LazisMu Sragen Bawa Tiga Nenek Lumpuh ke Rumah Sakit

0
459

PWMJATENG.COM, SRAGEN — Tiga mobil ambulans datang di sebuah rumah yang berdinding papan berukuran 50 meter persegi di Dukuh Bulakrejo RT 023, Desa Ngangosari, Sumberlawang, Sragen.

Mobil ambulans itu milik Lembaga Amil Zakat Infak dan Sedekah Muhammadiyah (Lazismu) Sragen.

Kedatangan Ronny dengan tiga mobil ambulans itu untuk menjemput ketiga nenek-nenek yang lumpuh karena sakit pengapuran dan syaraf kejepit di rumah itu untuk dibawa ke rumah sakit.

Mereka adalah Satiyem, 91, Wagiyem, 75, dan Sarmi, 73. Mereka masih bersaudara kandung. Mangun adalah suami Wagiyem. Sementara pemuda yang mengalami gangguan kejiwaan bernama Hariyanto, 26. Untuk dirawat di RSUD dr. Soeratno Gemolong, Sragen,

Semua biaya pengobatan dan biaya hidup di rumah sakit ditanggung Lazismu Sragen karena mereka keluarga miskin. Mangun turut serta di ambulans itu didampingi saudaranya, Harni, 64.

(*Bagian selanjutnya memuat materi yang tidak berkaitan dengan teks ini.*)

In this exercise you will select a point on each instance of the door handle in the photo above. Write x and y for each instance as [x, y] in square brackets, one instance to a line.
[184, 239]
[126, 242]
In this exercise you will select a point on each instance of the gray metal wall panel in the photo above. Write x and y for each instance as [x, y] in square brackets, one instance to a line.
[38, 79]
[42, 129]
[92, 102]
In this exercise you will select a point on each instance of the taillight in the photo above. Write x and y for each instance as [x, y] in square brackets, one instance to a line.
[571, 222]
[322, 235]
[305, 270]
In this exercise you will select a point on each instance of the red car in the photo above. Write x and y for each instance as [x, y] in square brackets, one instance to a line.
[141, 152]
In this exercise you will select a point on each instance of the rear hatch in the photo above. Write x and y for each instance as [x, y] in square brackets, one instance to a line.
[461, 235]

“Gejala awalnya istri saya ini pengapuran tulang. Kalau Mbok Satiyem itu lututnya kaku dan tidak bisa jalan. Mbok Sarmi sakitnya saraf kejepit dan pengapuran. Ya, baru kali ini dibawa untuk berobat ke rumah sakit,” kata Mangun saat ditanya Solopos.com, Senin (21/8/2017).

Mangun lah yang selama ini meladeni kebutuhan makan dan minum ketiga nenek-nenek itu. Semua hidangannya dimasak Harni yang tinggal tak jauh dari rumah mereka.

“Kalau mau buang hajat ya dipondong ke belakang. Biasanya Hariyanto itu yang membantu. Kalau waras, anak itu mau diminta ini dan itu. Tetapi kalau kambuh ya hanya diam dan kalau malam sering ngomong sendiri,” tuturnya.

Mangun mengungkapkan Hariyanto sempat dirawat ke rumah sakit jiwa (RSJ) dan sembuh. Namun, setelah pulang dari merantau di Jakarta, kata Mangun, pemuda itu kembali kambuh lagi sampai sekarang.

Ronny menyampaikan dari ketiga nenek-nenek itu hanya Wagiyem yang tidak memiliki kartu peserta Badan Penyelenggara Jaminan Sosial (BPJS). Ronny mengtakan Lazismu Sragen berkomitmen menanggung semua biaya pengobatan mereka.

Untuk kebutuhan hidup mereka juga akan mendapat bantuan rutin bulanan dari Lazismu. “Kemudian rumahnya juga akan diberikan bantuan bedah rumah senilai Rp5 juta dan dibantu dari Lazismu Sumberlawang,” tuturnya. (SUMBER:Solopos.com)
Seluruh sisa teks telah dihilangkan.